The ELMT IPO Filing: A 97-Year-Old Tungsten Maker Goes Public at a Complicated Moment
ELMT IPO priced at $12-$14 per share, targeting $100M on Nasdaq April 23. Fully-diluted valuation near $364M. Revenue $201.6M, net income down 64%.
The Elmet Group Co. launched its IPO roadshow today, offering approximately 7.7 million shares at an expected price of $12 to $14 per share on the Nasdaq Capital Market under the ticker ELMT. At the midpoint, the company would raise roughly $100 million in gross proceeds.
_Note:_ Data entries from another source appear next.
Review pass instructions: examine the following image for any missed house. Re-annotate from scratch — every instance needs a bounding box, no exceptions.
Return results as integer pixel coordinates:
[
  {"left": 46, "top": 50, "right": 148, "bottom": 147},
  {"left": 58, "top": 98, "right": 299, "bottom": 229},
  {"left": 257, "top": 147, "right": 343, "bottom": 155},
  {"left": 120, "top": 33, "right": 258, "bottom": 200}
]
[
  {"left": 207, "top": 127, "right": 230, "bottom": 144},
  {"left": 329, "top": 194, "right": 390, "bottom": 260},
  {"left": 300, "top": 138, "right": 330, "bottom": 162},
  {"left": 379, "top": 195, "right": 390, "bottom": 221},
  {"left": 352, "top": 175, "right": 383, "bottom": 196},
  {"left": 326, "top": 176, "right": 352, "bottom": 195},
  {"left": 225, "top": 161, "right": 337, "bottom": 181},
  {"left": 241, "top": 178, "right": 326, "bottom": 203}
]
This is not a speculative tech debut. The Elmet Group is a 97-year-old, Portland, Maine-based manufacturer of precision-engineered tungsten and molybdenum components and high-power microwave systems. Its products serve aerospace, defense, semiconductor, medical, and energy end markets. The company is the only U.S.-owned, fully integrated producer of engineered pure tungsten and molybdenum products, a distinction that carries real national security weight in a world where China dominates roughly 80% of global tungsten supply.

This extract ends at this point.